FedEx data breach: 119,000 passports or photo IDs found on unsecured server

Thousands of FedEx (NYSE:FDX) customers’ private information was exposed after the company left scanned passports, driver’s licenses and other personal documentation on a publicly accessible server.

The incident was first discovered by researchers at a German-based security center called Kromtech earlier this month.

According to the security firm, the server belonged to Bongo International, a company that helped customers with shipping calculations and currency translations. FedEx purchased Bongo in 2014 but renamed the company FedEx Cross-Border International a year later before discontinuing the service in April 2017.

More than 119,000 scanned documents dated from 2009 to 2012 were on the Amazon S3 server, Kromtech said it had discovered. Kromtech said it was unclear if FedEx was aware of the server’s existence when it purchased the company four years ago.

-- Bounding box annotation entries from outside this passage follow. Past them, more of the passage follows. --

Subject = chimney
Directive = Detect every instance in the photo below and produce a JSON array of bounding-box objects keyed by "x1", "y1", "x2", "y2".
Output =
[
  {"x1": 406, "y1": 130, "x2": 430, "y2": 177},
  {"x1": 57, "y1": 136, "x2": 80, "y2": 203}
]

FedEx said on Thursday that it has secured some of the customer identification records that were exposed earlier this month and added that so far it has found no evidence that private data were “misappropriated.” The company, however, said it continues to investigate.

The data breach could affect anyone who might have used Bongo’s services anytime from 2009 to 2012, and it’s possible the data were exposed online for several years,” according to Bob Diachenko, Kromtech’s head of communications.

The scanned IDs originated from countries all over the world, including the U.S., Mexico, Canada, Australia, Saudi Arabia, Japan, China and several European countries.

A FedEx spokesperson did not immediately return FOX Business’ request for additional information.